Que du bonheur !
À l’issue des derniers championnats du monde d’athlétisme de Paris, quel a été le meilleur coureur français ? Certainement pas l’un de nos marathoniens plutôt décevants lors de ce mondial. Mon coup de cœur (et il en fit chavirer plus d’un) irait plutôt à ce grand échassier, blond antillais ( !) , dévorant ses proies dans les tout derniers mètres de son tour de piste , Marc RAQUIL.

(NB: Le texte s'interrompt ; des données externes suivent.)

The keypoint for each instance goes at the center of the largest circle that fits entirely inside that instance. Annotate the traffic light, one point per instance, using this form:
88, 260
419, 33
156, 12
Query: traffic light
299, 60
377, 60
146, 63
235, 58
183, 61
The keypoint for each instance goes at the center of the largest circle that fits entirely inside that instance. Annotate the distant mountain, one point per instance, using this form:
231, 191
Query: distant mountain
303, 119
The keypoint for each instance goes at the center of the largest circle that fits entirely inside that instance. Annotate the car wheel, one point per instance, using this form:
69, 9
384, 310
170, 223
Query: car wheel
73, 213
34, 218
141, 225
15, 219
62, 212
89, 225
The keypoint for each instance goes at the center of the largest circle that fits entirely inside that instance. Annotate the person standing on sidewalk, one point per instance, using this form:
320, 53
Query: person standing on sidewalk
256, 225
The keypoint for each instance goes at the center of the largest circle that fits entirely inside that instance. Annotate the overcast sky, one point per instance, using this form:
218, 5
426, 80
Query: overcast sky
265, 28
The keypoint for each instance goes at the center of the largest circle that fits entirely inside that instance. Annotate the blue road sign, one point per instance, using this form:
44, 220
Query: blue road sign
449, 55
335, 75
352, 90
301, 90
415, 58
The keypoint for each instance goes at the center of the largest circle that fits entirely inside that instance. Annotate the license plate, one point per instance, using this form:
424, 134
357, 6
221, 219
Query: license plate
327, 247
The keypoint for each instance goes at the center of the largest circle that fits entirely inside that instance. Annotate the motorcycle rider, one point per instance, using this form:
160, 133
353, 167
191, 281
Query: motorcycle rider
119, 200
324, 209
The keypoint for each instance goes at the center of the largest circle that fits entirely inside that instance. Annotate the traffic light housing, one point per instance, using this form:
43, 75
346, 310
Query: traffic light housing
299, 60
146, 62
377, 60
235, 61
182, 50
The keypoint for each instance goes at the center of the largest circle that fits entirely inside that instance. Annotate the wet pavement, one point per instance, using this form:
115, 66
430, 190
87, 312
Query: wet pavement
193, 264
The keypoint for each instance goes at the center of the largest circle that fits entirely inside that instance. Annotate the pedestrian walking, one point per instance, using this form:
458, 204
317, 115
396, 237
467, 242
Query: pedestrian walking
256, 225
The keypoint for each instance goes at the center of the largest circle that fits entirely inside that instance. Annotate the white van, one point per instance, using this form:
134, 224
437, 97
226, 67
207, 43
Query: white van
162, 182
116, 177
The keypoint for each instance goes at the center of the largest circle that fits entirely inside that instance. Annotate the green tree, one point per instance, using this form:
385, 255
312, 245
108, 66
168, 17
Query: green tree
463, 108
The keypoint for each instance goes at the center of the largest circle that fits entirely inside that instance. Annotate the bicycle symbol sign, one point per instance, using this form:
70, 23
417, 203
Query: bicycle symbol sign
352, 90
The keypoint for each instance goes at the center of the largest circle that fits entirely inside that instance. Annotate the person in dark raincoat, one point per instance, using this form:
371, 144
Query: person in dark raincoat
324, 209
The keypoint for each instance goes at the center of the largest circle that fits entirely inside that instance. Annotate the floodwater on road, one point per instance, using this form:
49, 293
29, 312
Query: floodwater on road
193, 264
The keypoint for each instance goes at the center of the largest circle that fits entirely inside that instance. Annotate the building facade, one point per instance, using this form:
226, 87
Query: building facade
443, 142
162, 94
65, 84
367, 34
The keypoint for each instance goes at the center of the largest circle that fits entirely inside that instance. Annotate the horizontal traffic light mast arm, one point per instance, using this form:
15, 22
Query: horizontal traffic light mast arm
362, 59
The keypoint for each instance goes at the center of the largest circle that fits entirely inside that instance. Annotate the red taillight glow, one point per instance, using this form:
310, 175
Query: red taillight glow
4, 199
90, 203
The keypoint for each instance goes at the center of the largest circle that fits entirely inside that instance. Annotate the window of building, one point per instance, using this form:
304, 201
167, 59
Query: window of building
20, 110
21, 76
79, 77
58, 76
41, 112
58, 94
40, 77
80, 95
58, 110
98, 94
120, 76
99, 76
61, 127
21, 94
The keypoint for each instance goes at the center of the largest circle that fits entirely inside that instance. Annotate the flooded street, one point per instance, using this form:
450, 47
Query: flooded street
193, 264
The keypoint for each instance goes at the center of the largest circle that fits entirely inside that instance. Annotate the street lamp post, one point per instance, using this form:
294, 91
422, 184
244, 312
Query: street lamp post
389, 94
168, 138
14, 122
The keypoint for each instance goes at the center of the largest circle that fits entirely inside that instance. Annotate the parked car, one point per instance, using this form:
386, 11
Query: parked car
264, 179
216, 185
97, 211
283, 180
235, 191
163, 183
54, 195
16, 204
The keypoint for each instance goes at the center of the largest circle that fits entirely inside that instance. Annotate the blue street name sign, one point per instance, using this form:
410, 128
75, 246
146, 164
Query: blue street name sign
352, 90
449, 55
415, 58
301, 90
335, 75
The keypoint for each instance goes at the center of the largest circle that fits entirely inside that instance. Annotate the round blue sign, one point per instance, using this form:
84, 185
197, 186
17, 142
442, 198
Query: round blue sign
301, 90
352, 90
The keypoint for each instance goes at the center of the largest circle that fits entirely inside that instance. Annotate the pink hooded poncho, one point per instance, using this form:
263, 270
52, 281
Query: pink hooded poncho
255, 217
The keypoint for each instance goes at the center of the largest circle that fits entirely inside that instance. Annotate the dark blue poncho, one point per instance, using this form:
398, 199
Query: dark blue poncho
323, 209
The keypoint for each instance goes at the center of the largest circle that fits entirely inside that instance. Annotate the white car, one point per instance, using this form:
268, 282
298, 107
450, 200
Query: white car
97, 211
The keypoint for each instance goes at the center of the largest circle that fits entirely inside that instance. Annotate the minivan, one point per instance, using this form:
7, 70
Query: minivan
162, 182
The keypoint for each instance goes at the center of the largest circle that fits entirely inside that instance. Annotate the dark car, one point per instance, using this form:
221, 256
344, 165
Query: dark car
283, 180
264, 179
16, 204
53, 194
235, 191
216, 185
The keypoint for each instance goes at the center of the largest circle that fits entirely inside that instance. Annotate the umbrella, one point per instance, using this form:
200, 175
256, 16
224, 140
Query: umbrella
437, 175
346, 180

D’accord, par rapport à vous, sa distance est courte, très courte même , le 400 mètres. Cette même distance qu’on vous demande de répéter 6, 8 ou 10 fois lors des fameuses séances d’entraînement appelées VMA ou résistance dure selon les générations. Indispensable pour progresser diront les pros et les revues spécialisées ! Séances que vous haïssez, que vous appréhendez à cause de la violence de l’effort à fournir avec ce manque d’oxygène qui vous brûle la poitrine, cet acide lactique qui rend vos jambes dures comme du bois et cette dernière ligne droite qui monte, qui monte… mais qui descendait pour Raquil !
Cette souffrance qui devient jouissive seulement lorsque la séance est terminée, le devoir accompli …
Depuis la fameuse Coupe du monde de foot de 98 , jamais un événement sportif n’avait suscité autant d’engouement. Dès le lendemain je vois ainsi trois joggers inconnus, sur ma piste fétiche du Mans. Tout en palabrant sur ce fameux Raquil, ils « joggent » lentement au premier couloir… ce qui énerve passablement les pur-sang de l’athlé du style « peuvent pas courir autre part ceux-là.» Après ce jogging , les trois apprentis athlètes se testent à deux reprises sur un 200 nm . Ils désirent certainement comparer leur performance avec celle du champion vu la veille à la télé. Constat sans appel, 35 secondes à leur chrono tandis que le grand Marc effectue le double de distance en moins de 45 secondes ( soit 32 km/h). Pour moi, la réussite de ces championnats c’était cela !
À travers son talent sportif , son look et son charisme, Raquil est devenu une vedette pendant que nos marathoniens sombraient , sans jambes et parfois sans tête , défaillance collective inquiétante. Les « 2 h 06 » d’avril de « Z » et de El Himer semblent bien lointains ; leur objectif était le marathon de Paris et non le marathon des championnats du monde de Paris. Mauvaise planification ou choix individuel. L’équipe de France de marathon a été inexistante durant ce mondial. Par leur individualisme les marathoniens s’apercevront (mais un peu tard) d’avoir manqué une belle fête : le dernier événement mondial en France datait de 1924 (jeux Olympiques) et les prochains en 2012 ne sont pas encore certains ; alors il fallait être là !
« J’y étais. » Fier d’avoir fait partie de la fête comme consultant chez Eurosport avec le privilège d’être au premier rang, d’avoir droit à tout : les ralentis, les temps de passage, les contacts avec les athlètes, les interviews, les opérations VIP … À en oublier que j’avais été acteur lors de mondiaux précédents…
« Vous y étiez. » Ma grande surprise fut également d’avoir vu un grand nombre d’entre vous, les coureurs sur route ne s’intéressant soi-disant qu’à eux-mêmes, parmi le demi-million de spectateurs, mais aussi comme volontaires, placiers et même acteurs en « tutu » lors de la cérémonie protocolaire . Nous sommes bien de la même famille, coureur de 400 mètres ou centbornards, Raquil ou Dupond Durand.
Six jours après les stars mondiales , le championnat mondial des anonymes se courait au « Médoc ». Chef d’entreprise ou RMIstes , comment les reconnaître sous leurs déguisements?
Quant à moi, je n’avais pas encore revêtu mon canotier, à la remise des dossards qu’une supportrice m’avait reconnu, chuchotant à son mari « t’as vu , c’est Maurice Chauvelier » !
La course à pied c’est que du bonheur, j’vous dis.